Available October 3, $45 from penguin.com.au
Subtitled Heartbreak and Chaos on the Campaign Trail, Vice scribe Zachariah hit the road on the trail of Turnbull and Shorten during this year's extended election campaign while nursing a broken heart after the collapse of his marriage. Having tied the knot three years earlier as the Coalition swept to power, this gonzo road trip, featuring go-karting with Sarah Hanson-Young and yiros-scoffing with stuntman Nick Xenophon, is political commentary of the most entertaining and emotionally engaging kind.
Available October, $29.99 from echopublishing.com.au
The Sound of Summer
Calling over 250 Test matches and 50 Ashes for the ABC since 1973, for many sports-mad Australians Maxwell truly is the sound of their long, hot summer tuning in while nursing occasionally broken hopes and dreams.
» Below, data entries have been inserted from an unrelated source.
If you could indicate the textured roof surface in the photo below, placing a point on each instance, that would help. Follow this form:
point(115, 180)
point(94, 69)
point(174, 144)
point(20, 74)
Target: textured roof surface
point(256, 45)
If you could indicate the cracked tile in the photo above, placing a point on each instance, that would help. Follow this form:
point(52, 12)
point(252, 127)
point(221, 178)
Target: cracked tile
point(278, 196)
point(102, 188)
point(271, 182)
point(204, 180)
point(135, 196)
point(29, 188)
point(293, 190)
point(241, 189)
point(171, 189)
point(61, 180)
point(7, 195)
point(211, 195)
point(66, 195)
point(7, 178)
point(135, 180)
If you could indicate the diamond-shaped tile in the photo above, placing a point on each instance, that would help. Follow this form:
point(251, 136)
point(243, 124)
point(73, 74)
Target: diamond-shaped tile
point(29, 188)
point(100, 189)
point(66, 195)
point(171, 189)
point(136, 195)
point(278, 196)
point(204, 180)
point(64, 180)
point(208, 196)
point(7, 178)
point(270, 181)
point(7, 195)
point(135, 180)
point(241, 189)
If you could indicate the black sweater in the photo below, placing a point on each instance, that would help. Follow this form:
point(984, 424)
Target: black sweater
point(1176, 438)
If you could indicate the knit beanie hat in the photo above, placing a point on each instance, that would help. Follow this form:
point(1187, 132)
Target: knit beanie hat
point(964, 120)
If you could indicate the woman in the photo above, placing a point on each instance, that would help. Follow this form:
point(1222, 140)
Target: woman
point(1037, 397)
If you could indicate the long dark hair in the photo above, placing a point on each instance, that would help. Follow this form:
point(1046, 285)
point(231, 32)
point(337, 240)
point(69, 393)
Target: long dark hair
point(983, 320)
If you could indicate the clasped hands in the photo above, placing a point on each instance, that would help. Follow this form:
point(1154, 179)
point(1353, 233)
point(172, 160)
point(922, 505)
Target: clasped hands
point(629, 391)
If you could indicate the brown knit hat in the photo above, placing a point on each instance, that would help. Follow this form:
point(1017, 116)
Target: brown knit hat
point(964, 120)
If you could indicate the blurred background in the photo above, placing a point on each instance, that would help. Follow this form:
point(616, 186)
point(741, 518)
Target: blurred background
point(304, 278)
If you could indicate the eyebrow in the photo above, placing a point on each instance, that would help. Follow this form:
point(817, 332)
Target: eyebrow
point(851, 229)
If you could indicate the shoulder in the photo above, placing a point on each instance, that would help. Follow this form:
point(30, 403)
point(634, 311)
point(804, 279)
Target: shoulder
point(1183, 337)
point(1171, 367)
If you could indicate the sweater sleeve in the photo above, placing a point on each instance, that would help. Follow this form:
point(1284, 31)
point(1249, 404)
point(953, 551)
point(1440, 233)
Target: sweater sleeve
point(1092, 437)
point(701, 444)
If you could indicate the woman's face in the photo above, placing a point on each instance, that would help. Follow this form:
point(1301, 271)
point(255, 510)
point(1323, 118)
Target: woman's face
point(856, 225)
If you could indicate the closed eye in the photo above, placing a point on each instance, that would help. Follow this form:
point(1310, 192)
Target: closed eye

Turns out his authoritative voice is just as soothing in print as he relays the inside story from more than four decades of behind-the-scenes action, recounting his undying obsession with the game from childhood to one of the most cherished figures of public broadcasting.
Available October 12, $39.99 from allenandunwin.com
Spider from Mars
When David Bowie died on January 10 this year, the world erupted into tidal wave of heartfelt dedications to the man who fell to earth and changed it indelibly. But he didn't do it single-handedly, revelling in constant creative collaboration with other who inspired his genius. One such man was Mick 'Woody' Woodmansey, the sometime drummer of Bowie's band The Spiders from Mars. Accompanying the great man through his glam-rock Ziggy Stardust incarnation, this memoir loving captures the crazy cool cats of that glittering era.